Deborah Simonton, Marjo Kaartinen & Anne Montenach (dir.), Luxury and Gender in European Towns, 1700-1914

New York et Londres, Routledge, 2015, 275 p.
Natacha Coquery
p. 307-307
Référence(s) :

Deborah Simonton, Marjo Kaartinen & Anne Montenach (dir.), Luxury and Gender in European Towns, 1700-1914, New York et Londres, Routledge, 2015, 275 p.

Texte intégral

1Le livre fait partie d’une série de travaux publiée par un réseau d’historiens urbains qui cherchent à montrer comment l’expérience urbaine européenne, voire la forme même des villes ont été façonnées par le genre, du milieu du xviie au milieu du xxe siècle. Le prisme choisi pour étudier ces liens entre genre et ville est ici le luxe, parce qu’il touche à la fois à la société et à l’économie, à la politique et à la culture urbaines, ouvrant sur une large investigation, comme l’exposent les trois responsables de l’ouvrage dans une introduction convaincante. Aux xviiie et xixe siècles, à cette époque charnière qui connut le passage d’une économie de la rareté à la « culture des apparences » (Daniel Roche), quelles furent la conception et les pratiques urbaines du luxe selon le genre, le statut, la classe sociale, le parcours de vie, le temps et l’espace ? Comment des formes de production et de commercialisation introduites par la culture du luxe ont-elles transformé les communautés urbaines ? Que révèle la consommation de luxe, saisie à différentes échelles urbaines, du local à l’international, sur les relations qu’entretenaient hommes et femmes avec la ville ? Comment la division du travail, les compétitions et les conflits propres au marché du luxe ont-ils marqué la construction du genre ? En mettant en perspective les identités féminine et masculine dans le marché du luxe, le livre cherche à lutter contre les stéréotypes de genre et à ouvrir de nouvelles topographies dans la sexuation des villes. Explorant la variété des interactions entre genre, luxe, ville et économie, il comble une lacune dans l’historiographie de la culture matérielle et de la consommation de luxe, et ouvre la voie à de futures recherches. Quatorze chercheurs (onze historiennes et une historienne de l’art, deux historiens) ont participé à l’enquête, organisée en trois parties (Marchés et opportunités ; Métropole et province ; Classes et statuts), chacune subdivisée en quatre chapitres.

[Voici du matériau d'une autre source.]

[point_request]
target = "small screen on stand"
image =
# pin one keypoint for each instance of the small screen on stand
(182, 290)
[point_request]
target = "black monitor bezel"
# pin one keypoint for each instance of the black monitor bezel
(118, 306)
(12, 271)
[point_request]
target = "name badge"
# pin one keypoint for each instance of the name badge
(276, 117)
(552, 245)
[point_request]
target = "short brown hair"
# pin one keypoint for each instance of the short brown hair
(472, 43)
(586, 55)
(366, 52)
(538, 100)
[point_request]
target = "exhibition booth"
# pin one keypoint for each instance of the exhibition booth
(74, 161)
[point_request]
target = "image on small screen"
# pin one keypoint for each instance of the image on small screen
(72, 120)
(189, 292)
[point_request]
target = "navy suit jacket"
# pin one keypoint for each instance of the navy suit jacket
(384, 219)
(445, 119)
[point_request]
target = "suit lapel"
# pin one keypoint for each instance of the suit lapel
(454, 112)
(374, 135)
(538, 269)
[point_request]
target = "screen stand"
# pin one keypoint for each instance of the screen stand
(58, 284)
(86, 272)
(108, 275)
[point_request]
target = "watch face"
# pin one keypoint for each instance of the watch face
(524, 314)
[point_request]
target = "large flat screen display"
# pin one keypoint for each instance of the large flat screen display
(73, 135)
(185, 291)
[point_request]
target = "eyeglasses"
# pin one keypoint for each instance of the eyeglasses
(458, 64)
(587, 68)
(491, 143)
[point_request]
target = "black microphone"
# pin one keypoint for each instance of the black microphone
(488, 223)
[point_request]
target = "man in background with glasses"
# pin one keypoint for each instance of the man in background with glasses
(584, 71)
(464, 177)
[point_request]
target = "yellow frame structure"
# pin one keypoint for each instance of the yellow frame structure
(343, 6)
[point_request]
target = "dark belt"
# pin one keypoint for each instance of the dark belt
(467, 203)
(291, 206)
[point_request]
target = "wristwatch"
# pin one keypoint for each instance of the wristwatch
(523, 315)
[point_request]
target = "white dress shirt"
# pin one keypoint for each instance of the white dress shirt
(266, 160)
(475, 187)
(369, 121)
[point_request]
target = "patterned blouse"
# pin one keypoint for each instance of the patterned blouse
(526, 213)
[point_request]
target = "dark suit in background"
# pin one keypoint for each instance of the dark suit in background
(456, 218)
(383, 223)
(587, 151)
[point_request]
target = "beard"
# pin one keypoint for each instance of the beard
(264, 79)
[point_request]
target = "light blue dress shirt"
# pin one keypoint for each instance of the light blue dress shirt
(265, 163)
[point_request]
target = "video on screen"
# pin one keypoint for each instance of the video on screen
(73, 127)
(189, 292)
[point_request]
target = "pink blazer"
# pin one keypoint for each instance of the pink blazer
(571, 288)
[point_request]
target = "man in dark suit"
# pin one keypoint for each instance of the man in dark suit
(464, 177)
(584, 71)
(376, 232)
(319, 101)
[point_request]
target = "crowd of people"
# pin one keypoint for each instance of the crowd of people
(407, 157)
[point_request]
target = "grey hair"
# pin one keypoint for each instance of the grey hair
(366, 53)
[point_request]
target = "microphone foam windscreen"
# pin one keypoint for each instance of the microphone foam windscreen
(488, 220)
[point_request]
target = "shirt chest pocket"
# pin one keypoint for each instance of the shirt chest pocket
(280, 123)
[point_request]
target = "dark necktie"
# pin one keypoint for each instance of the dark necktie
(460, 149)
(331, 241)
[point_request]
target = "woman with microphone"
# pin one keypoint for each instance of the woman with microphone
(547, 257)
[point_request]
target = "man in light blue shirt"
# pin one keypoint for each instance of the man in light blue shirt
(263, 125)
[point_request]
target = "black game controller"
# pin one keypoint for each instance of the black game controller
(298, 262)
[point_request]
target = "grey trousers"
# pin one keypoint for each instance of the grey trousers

2Dans la première partie, les quatre auteures explorent les marchés du luxe et les pratiques urbaines en articulant genre, d’une part, et production, distribution, consommation formelles et informelles, d’autre part. L’activité, les compétences et l’inventivité féminines ont fait évoluer les métiers de l’artisanat, en changeant les attributions de rôle entre hommes et femmes. Loin d’agir seulement dans l’ombre des hommes, les femmes ont assumé leur rôle dans une économie urbaine transformée par la nouvelle culture de consommation. D. Simonton observe comment le genre a fait évoluer le secteur de la mode dans trois villes moyennes du xviiie siècle (Aberdeen, Colchester, La Rochelle), avec la percée de marchandes de modes qui ont réussi, non sans mal, à se faire reconnaître comme des femmes d’affaires légitimes dans un milieu corporatif dominé par les hommes. Étudiée par A. Montenach, la situation frontalière de Grenoble, capitale du Dauphiné, entre Piémont, Savoie, Genève et Lyon, offre de multiples opportunités, comme le secteur de la mode (la ganterie) ou le marché noir des biens de luxe et demi-luxe (les indiennes durant la prohibition), dont profitent hommes et femmes, qu’ils agissent dans le cadre légal ou informel. À Copenhague, au tournant des xviiie et xixe siècles, le prince Frédéric lance une série de réformes qui dynamisent l’économie danoise ; à travers leur implication dans un marché du luxe en plein essor, C. Gold montre que les femmes, grossistes ou détaillantes, ont participé à la métamorphose de la capitale danoise. Enfin, K. Moore met en lumière les liens entre féminisation, beaux-arts, luxe et changement urbain dans le West End, centre commercial et artistique le plus en vogue à Londres dans les années 1860-1890.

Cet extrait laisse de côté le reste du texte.